IN a recent paper (Phys. Rev., May 1928) Prof. Wood and the present writer have discussed the conditions under which it is possible to excite the D line fluorescence in sodium vapour by light which is free from wave-lengths absorbed by the atom. A band in the green at 5200 A., 50 A. in width, was found to produce a maximum D line fluorescence when a foreign gas at a few millimetres pressure was mixed with the fluorescing vapour. The presence of a foreign gas seemed essential for the production of the D lines in this way, and the most obvious explanation seemed to be that the excited molecule collided with a foreign gas molecule and dissociated into one normal and one excited atom.

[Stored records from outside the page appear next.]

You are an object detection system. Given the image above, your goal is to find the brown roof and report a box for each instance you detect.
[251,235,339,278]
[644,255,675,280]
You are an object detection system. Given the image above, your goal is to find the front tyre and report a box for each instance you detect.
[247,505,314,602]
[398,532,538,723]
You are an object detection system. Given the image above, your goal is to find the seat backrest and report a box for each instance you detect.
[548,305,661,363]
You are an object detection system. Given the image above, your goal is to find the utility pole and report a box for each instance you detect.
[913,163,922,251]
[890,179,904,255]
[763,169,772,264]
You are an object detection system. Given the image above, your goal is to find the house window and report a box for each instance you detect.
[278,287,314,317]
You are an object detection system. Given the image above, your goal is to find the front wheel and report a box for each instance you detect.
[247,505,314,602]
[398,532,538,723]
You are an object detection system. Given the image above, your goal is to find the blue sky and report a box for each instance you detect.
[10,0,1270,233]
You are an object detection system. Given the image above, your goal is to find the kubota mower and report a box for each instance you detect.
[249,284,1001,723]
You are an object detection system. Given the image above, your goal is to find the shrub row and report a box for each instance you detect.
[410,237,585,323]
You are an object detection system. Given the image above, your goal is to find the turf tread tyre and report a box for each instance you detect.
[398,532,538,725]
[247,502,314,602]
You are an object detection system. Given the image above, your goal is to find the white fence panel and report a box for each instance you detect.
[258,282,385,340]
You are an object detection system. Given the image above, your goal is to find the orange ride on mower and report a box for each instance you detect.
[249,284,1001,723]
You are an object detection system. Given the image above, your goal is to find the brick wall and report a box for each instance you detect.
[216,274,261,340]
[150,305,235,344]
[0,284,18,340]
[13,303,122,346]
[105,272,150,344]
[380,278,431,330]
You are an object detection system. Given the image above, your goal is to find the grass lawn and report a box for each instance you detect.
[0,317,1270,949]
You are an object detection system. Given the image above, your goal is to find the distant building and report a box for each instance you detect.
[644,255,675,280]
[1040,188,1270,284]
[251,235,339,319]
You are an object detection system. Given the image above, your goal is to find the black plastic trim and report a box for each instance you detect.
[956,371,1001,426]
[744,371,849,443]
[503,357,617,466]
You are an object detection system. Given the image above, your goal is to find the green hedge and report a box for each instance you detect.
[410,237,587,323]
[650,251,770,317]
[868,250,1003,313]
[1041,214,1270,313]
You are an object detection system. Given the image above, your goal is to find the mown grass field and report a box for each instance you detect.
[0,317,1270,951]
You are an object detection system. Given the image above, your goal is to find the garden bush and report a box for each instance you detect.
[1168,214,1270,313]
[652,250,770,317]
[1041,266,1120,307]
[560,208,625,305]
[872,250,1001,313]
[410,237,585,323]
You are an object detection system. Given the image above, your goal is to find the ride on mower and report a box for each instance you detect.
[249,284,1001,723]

But the dissociation potential as calculated by Pringsheim (Zeit. f. Phys., 44, 651; 1927) and Loomis (Phys. Rev., 31, 323; 1928) from the analysis of the band spectra is much too high for this process to occur, as has been pointed out, and the alternative explanation was offered that the D lines were emitted when an atom was raised to the 2P levels on collision with an excited molecule. The molecule would then be left with but 0.3 volt energy, which would be distributed as part vibrational and part kinetic. The presence of a foreign gas would prevent rapid diffusion of the vapour to the cooler parts of the resonance tube, and allow the atomic and molecular densities to increase, thus increasing the probability of collision.